The two films are similar in that they employ an Eastern-European actor for the hero role. The previous had Arnold from Austria and this one has Rutger Hauer from The Netherlands. Neither is what you’d call a titan of acting but between then Arnold is the better actor. He plays to his ridiculous physical stature. I’m not sure what Hauer is doing. He has an accent, I guess, in which he is trying to fake American but you can’t really nail down where his origins lie. Maybe I wouldn’t carp so much if he just came right out and said it. Tell us where he’s from and move on.
The only real point of interest here is that Hauer plays Nick Randall who claims to be the son of Josh Randall, the character played by Steve McQueen on the “Wanted Dead or Alive” TV series in the 60s. That’s an idea that is dropped as quickly as it comes up.

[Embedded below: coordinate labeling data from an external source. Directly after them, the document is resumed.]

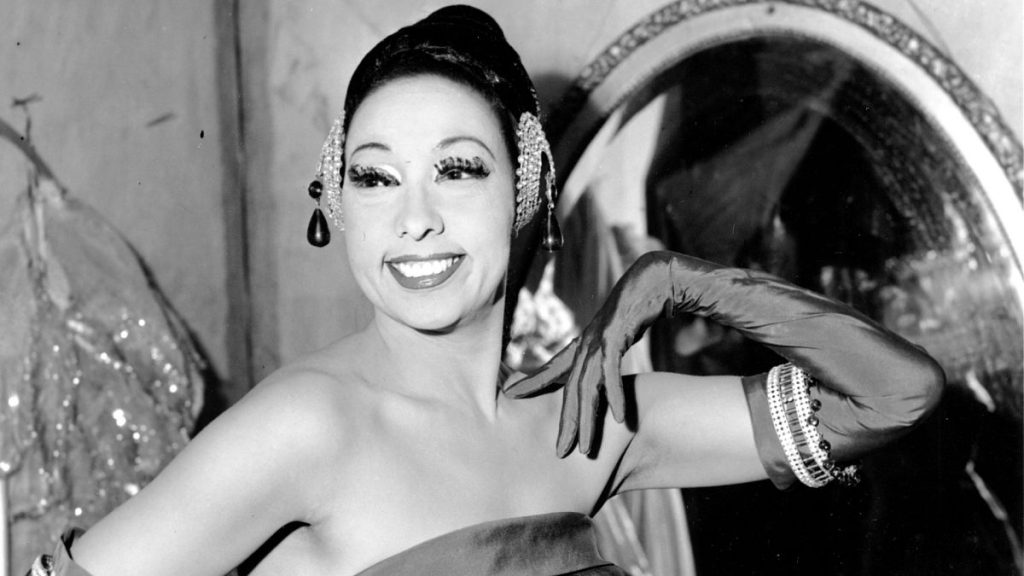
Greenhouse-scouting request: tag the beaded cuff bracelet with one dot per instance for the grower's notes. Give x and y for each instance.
(794, 418)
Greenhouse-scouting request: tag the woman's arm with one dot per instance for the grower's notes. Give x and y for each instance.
(872, 384)
(240, 480)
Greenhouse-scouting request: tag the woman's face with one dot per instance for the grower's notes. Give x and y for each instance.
(428, 202)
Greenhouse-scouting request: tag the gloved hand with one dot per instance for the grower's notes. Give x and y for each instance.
(873, 382)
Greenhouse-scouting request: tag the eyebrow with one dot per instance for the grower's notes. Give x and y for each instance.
(370, 146)
(455, 139)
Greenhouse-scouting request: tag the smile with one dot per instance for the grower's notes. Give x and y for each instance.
(417, 274)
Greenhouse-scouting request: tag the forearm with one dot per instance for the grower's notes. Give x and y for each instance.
(872, 385)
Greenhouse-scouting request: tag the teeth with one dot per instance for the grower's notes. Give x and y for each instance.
(424, 268)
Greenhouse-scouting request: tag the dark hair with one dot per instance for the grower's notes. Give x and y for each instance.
(462, 44)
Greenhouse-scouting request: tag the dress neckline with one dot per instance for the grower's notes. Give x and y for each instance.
(547, 543)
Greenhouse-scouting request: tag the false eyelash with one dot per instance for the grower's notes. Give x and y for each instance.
(369, 176)
(472, 167)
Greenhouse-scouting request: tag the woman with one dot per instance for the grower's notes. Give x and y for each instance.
(395, 450)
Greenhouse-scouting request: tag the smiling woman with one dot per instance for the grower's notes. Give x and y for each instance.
(408, 448)
(429, 201)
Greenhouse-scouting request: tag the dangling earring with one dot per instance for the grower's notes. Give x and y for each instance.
(552, 232)
(329, 178)
(534, 163)
(317, 232)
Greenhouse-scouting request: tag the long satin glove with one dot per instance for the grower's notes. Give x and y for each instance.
(873, 383)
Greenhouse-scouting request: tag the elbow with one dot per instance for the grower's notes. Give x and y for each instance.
(920, 392)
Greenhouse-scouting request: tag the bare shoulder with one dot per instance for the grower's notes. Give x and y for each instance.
(312, 402)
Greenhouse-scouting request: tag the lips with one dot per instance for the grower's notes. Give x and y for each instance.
(418, 273)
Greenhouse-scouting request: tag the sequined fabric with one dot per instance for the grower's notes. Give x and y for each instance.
(98, 381)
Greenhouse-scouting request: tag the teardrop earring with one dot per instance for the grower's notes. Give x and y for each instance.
(317, 233)
(328, 181)
(552, 232)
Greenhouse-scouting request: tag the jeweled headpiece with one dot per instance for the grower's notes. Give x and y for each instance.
(467, 45)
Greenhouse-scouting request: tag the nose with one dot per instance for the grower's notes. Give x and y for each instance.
(418, 215)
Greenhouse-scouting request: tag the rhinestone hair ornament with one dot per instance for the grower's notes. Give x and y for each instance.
(469, 43)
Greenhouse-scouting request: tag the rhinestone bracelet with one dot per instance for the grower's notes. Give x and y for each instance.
(796, 423)
(777, 401)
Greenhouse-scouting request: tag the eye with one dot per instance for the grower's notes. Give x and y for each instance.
(371, 176)
(455, 168)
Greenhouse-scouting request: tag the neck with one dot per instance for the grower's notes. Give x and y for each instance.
(459, 367)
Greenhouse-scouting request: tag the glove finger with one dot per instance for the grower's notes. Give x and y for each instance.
(568, 425)
(549, 377)
(613, 384)
(590, 402)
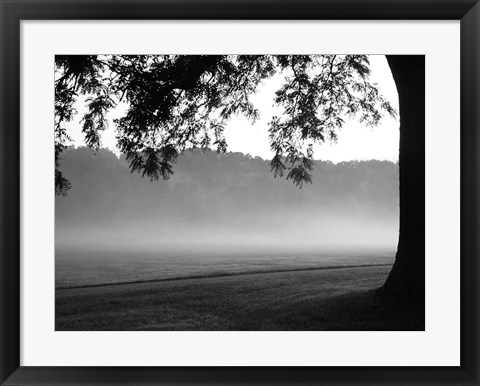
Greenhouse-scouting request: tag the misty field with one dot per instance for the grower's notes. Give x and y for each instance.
(243, 290)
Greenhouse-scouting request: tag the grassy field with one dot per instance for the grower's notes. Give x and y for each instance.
(313, 299)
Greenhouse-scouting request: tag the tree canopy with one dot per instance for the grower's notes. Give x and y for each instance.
(176, 102)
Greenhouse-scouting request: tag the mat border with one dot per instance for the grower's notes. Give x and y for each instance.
(13, 11)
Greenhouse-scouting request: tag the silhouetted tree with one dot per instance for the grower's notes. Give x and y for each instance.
(180, 101)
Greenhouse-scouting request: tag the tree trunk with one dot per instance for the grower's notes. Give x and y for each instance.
(407, 278)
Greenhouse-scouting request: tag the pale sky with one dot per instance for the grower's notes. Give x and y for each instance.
(355, 141)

You’ll notice that I’m avoiding talking about the plot. That’s because there really isn’t one. You don’t really write a plot like this, you just plug it in from dozens of previous movies, you hire a star who appeared in a better movie (in this case Blade Runner), then you hire an actor to play a slobbering villain, and in this case you potentially have a good one.
His name is Malik Al Rahim, a smooth-talking Arab terrorist who takes pleasure in blowing up peace-loving Americans. Now here is the one thing in the movie that I did like. Rahim is played in a creepy performance by Gene Simmons, lead guitarist for the rock group KISS, and he has a pretty effective screen presence. When he calls the newspaper to tell them that he’s about to blow up a movie theater full of patrons, his voice is calm and even and a little scary. I believed that he would do what he said he would do.
I am troubled, however, by the fact that he’s an Arab terrorist. Why was that necessary? Why was it not enough to just make him a narcesistic madman? Why bring ethnic stereotypes into the mix? Was that to sell the movie to right-wing moviegoers who want to see Middle Easterners blown to bits? What was the purpose there? I wouldn’t lean so hard on this if the movie made clear exactly what Rahim represented or who he represented or what his goals were. The movie wastes an effective performance on a character that is essentially a blind alley.
The whole movie is like that. There are no real motivations, no real characters, only ugly violent scenes that are there for the sake of being there.